Drug diversion is common in U.S. hospitals; the nonprofit Healthcare Diversion Network estimates that up to 15 % of healthcare workers divert drugs at least once. Diversion can lead to patient harm and has been linked to more than 200 infections, mostly hepatitis C, since 1985.
The incident is notable because hospitals are not required to disclose the use of AI monitoring systems or report software malfunctions. The Department of Justice’s Drug Enforcement Administration requires hospitals to report lost or stolen drugs, but those reports do not have to include details about AI tools. As a result, the prevalence of software failures remains largely unknown.

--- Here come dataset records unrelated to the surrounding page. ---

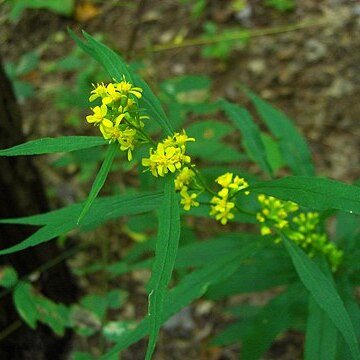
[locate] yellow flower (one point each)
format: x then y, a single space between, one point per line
111 95
168 156
225 180
127 141
221 209
163 160
126 88
221 205
183 178
188 200
99 91
111 131
98 116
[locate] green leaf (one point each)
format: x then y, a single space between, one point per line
314 192
272 150
56 316
208 145
116 68
100 179
293 147
8 276
324 293
44 234
269 268
165 255
53 145
190 288
321 334
24 303
251 134
61 221
274 318
198 253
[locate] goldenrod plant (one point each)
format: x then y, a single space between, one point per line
189 171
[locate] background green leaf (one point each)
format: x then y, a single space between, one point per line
116 68
100 179
25 304
190 288
313 192
293 146
61 221
324 293
321 334
165 255
251 138
53 145
271 320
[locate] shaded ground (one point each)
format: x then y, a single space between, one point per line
313 74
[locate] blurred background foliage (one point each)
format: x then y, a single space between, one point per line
302 56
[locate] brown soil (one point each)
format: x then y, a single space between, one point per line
312 74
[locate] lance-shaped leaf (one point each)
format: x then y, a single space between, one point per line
190 288
116 68
321 334
251 134
314 192
293 147
165 256
324 294
100 179
61 221
53 145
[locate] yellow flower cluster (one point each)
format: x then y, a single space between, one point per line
303 228
169 155
118 115
305 232
183 183
274 211
221 203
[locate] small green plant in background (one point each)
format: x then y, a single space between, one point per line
182 171
281 5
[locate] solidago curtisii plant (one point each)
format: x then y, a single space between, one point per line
289 247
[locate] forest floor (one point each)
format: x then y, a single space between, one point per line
310 70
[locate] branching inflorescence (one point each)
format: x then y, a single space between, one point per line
120 119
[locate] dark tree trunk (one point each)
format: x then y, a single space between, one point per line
22 194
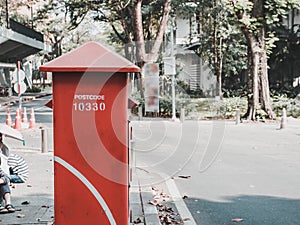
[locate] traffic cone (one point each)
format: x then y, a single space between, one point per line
24 116
8 118
32 119
18 120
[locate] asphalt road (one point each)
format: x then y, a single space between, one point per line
227 173
249 173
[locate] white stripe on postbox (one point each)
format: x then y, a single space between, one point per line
92 189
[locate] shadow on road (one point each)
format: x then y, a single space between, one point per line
254 210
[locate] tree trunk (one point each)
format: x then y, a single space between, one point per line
259 93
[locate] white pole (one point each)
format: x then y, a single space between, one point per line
173 75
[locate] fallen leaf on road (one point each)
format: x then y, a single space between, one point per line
20 215
138 220
154 202
237 220
25 203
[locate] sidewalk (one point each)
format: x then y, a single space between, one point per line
35 199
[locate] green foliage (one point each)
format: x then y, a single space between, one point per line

The board order concludes that Stevenson’s license was placed on probation and that he entered drug counseling. No criminal charges were filed. The case remains the first publicly documented instance of an AI drug‑diversion system failing to detect a theft in a U.S. hospital.
The situation underscores the need for clearer oversight of AI tools that safeguard medication safety. Hospitals, vendors, and regulators may need to establish reporting requirements for software performance and failures to prevent similar incidents in other facilities.